Rahman suresinde geçen "O, iki doğunun Rabbi ve iki batının Rabbi'dir." Burdaki iki doğu ve iki batıdan kast olunan mana nedir?

Değerli Kardeşimiz;
“(O, yaz ve kış için farklı farklı olan) iki doğunun Rabbi ve iki batının Rabbidir!” (Rahman, 17)
Âyette zikredilen iki doğu'dan maksat, güneşin yaz ve kış mevsimlerindeki doğuş ve batış yerleridir. Zira bu iki mevsimde güneşin hem doğuş yeri hem de batış yeri birbirinden farklıdır. (Taberi Tefsiri)
Diğer bir yorumla, yerkürenin 180 derecesine işaretle «iki doğunun, iki batının Rabbı» denilmiştir. Bu manayla bir şeyin iki tarafını anmak, tü¬münü kasdetmek olduğundan, her gün meydana gelen iki doğu, iki batı söz konusu olabilir. (el- Cami'ul Ahkâm-ul Kuran)
Fahreddin Razi tefsirinde bu ayeti şöyle açıklamıştır:
Bu hususta şu izahlar yapılabilir:
a) Bu, "O, güneşin ve ayın doğuşunun, güneşin ve ayın batışının Rabbidir" demektir. Bu durumda ayetin sağladığı izah, ilavesiyle birlikte, daha önce geçen hususun tekrarı hükmünde (gibi) olur. Çünkü Allah Teâlâ, daha önce, " Güneş ve ay, bir hesâba göre (hareket etmekte)dir."(Rahman, 5) buyurunca, zaten bu, güneş ile ayın, iki doğusu ve iki batısı olduğuna delâlet etmişti; Hak Teâlâ, " İnsanı yarattı. Ona beyânı (açıkça anlatmayı) öğretti." (Rahman, 3-4) buyurunca, bu ifadelerde, insanın bir şeyden yaratılmış olduğuna delâlet etmişti. İşte böylece Cenâb-ı Hak, o şeyin "salsâl" (kupkuru çamur) olduğunu beyan etmiştir.

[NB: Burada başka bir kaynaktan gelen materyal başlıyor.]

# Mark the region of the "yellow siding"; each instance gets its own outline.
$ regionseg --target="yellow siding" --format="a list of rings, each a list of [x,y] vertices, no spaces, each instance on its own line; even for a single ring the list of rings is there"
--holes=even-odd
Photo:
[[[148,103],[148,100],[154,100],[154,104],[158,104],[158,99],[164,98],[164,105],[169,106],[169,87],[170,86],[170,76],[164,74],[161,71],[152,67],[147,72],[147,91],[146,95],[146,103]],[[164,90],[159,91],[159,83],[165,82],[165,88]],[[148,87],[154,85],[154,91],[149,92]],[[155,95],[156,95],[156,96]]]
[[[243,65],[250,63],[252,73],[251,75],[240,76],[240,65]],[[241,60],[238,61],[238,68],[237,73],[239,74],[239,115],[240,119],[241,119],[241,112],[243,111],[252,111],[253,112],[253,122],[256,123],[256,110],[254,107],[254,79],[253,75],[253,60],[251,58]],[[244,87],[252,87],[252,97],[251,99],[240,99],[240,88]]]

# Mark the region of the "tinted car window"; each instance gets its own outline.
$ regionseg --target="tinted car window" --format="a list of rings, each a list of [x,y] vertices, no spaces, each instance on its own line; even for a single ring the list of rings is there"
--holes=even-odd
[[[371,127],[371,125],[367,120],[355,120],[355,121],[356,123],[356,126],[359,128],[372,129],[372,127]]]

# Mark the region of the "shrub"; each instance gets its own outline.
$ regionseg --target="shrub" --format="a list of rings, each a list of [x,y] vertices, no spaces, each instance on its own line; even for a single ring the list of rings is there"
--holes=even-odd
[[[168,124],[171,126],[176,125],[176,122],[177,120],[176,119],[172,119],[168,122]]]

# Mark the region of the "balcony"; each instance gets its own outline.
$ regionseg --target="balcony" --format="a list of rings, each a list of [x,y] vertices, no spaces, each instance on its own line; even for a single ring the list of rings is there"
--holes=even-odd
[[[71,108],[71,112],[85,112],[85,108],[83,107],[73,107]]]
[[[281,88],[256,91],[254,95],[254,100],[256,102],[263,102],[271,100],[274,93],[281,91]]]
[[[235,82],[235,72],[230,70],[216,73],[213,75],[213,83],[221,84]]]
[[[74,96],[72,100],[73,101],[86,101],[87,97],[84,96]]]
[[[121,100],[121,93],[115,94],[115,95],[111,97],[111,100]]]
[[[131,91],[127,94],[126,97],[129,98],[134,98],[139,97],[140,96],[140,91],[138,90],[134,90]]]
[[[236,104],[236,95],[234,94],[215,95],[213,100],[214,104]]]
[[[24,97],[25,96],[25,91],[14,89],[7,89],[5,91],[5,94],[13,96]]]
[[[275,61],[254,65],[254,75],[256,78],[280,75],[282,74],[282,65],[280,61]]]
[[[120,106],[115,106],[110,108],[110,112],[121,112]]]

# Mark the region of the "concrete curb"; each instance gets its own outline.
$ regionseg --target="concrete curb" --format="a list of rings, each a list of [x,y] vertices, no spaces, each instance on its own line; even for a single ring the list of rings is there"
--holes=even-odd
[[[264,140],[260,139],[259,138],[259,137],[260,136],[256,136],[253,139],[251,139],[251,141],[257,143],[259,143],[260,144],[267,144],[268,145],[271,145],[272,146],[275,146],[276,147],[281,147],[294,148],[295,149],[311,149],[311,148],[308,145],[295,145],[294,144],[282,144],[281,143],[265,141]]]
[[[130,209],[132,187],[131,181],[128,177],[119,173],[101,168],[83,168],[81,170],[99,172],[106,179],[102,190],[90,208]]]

b) Bu, "Kışın ve yazın doğusunun ve batısının" demektir. Buna göre eğer, "Altı ayda geçen her bir gün için, güneşin birbirinden farklı doğuş ve batış yerleri olmalarına rağmen, bunların, "kışın ve yazın doğusu" diye ifade edilişinin (anlaşılmasının) hikmeti nedir?" denilirse, biz deriz: Bu, güneşin, kış mevsiminde alabildiğine aşağı inişinin, yazın ise alabildiğine yukarı çıkısının belirtilmesi olur ki, bu iki tarafı ifade, ikisi arasında kalanları da içine alır. Bu tıpkı, insanın, büyük bir padişahı anlatırken, "Doğu da onun, batı da onun..." demesi gibidir. Bu sözden, iki taraf arasında kalan yerlerin de onun olduğu anlaşılır.
c) Tesniye (iki), derleyici iki türe işarettir. Çünkü her şey, iki kısımda derlenir-toplanır. Buna göre Cenâb-ı Hak sanki, "Güneşin doğusunun ve güneşin dışında kalanların Rabbi..." demek istemiştir. O halde, ayette bahsedilen, "iki doğu" herşeyi içine alan bir ifade olur. Yahut da şöyle denebilir: "Allah, güneşin, ayın ve insanın bunlar dışında farz edebileceği her şeyin doğusunun ve batısının Rabbidir." O halte ayetteki bu tesniye (ikilik), çoğul manasındadır.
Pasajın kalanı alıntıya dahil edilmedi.